Waterverbinding De Delft - Ripperda Door de voormalige Stadskweektuin wordt een nieuwe open waterverbinding aangelegd. Deze loopt vanaf de hoek Ter Spijtstraat - Kleverlaan, waar het water ondergronds aansluit op het water rond de Ripperda, en sluit aan op het water rond de Schoterveenpolder aan de kant van de Kweektuinstraat. Vanaf de Schoterveenpolder tot de Delft wordt op langere termijn een aansluiting gerealiseerd rekening houdend met de verschillende waterpeilen in het gebied.
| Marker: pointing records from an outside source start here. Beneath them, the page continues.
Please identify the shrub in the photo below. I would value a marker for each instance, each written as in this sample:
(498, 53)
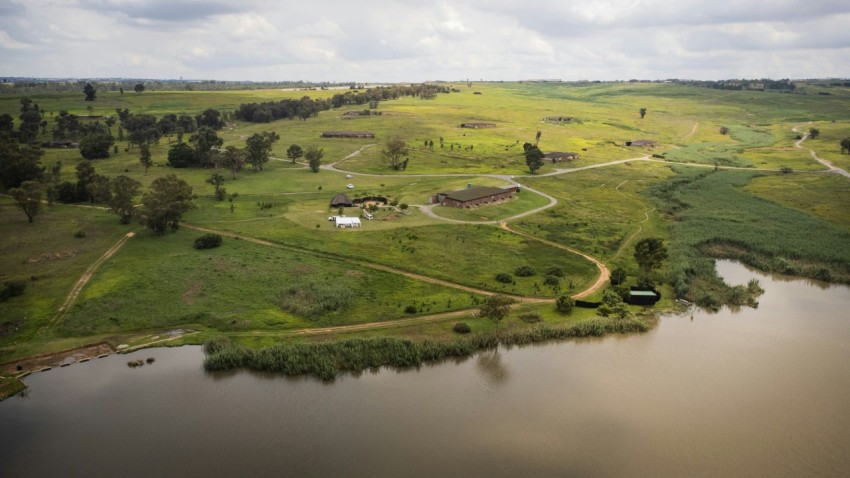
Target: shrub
(12, 289)
(565, 304)
(208, 241)
(531, 317)
(504, 278)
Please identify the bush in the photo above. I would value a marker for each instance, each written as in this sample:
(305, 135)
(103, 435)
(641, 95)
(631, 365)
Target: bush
(531, 317)
(565, 304)
(208, 241)
(504, 278)
(12, 289)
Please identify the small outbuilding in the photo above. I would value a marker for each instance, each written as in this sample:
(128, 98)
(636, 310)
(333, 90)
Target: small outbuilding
(560, 157)
(348, 134)
(643, 297)
(478, 125)
(345, 221)
(341, 200)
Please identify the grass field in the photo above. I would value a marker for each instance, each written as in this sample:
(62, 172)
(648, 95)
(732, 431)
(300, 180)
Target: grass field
(794, 223)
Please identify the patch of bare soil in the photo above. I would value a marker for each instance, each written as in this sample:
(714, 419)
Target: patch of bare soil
(50, 256)
(58, 359)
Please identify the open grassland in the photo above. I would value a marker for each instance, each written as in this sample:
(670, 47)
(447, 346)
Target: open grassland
(264, 294)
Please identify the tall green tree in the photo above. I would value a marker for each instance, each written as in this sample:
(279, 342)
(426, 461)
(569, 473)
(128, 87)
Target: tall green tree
(28, 198)
(394, 150)
(205, 140)
(217, 180)
(650, 253)
(232, 159)
(314, 155)
(90, 92)
(165, 203)
(124, 188)
(533, 157)
(258, 148)
(294, 152)
(145, 156)
(18, 162)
Uitwerking deelgebied Stadskweektuin Voor de ontwikkeling van het deelgebied Stadskweektuin wordt op basis van de participatie, randvoorwaarden en financiële haalbaarheid voor de korte termijn gekozen voor een openbaar toegankelijk Groenpark met op termijn een ontwikkeling naar Waterpark. Afhankelijk van de groei van het duurzaamheidscentrum worden de ecologische mogelijkheden met water gestaag uitgebreid. Voor het laten functioneren van duurzame items waarbij kringlopen centraal staan, zijn ideeën zoals een grote verscheidenheid aan tuinen mogelijk mits deze een kleinschalig en een openbaar toegankelijk karakter hebben. Korte termijn (5 jaar) Uitgegaan wordt van vestiging van een duurzaamheidscentrum in het witte gebouw met voorbeelden van kringlopen (water, voedsel, energie) in de hele Kleverlaanzone. De bestaande dienstwoning wordt hét voorbeeld van een duurzame jaren dertig woning in Haarlem-Noord. De Kaatsbaan wordt in ere hersteld. Ongeveer de helft van de kassen wordt gesloopt voor park- en wateraanleg. Het gedeelte dat blijft staan wordt voorlopig verhuurd ten behoeve van onder andere groenteteelt, horeca, (doe-, bloemen-, eco-)tuinen met een verkooppunt en/of expositieruimte duurzaamheidsitems. Er wordt ruimte geboden voor een vrijstaande
horecavestiging en nieuwbouw van het vogelhospitaal (beiden duurzame nieuwbouw). De nieuw te vestigen horecavestiging zal worden gezocht in het gebied waar nu kassen staan, zodat er sprake is van rood voor rood in plaats van rood voor groen. Het bestaande bebouwde oppervlakte op de Stadskweektuin is niet toegenomen. Het gebied wordt als groenpark ingericht met de geplande waterverbinding en herstel van het Arboretum (bomentuin) door derden. De inrichting van het park biedt ruimte aan de ideeën betrekking hebbende op o.a. recreatie, spel, educatie, kunst, waarbij op de lange termijn ruimte wordt geboden voor de ontwikkeling naar het Waterpark. Door het park wordt een recreatieve oost-west wandelroute gerealiseerd met een aansluiting op een nieuwe entree naar het begraafpark. De Ter Spijtstraat wordt autoluw zonder parkeervoorzieningen en groen ingericht.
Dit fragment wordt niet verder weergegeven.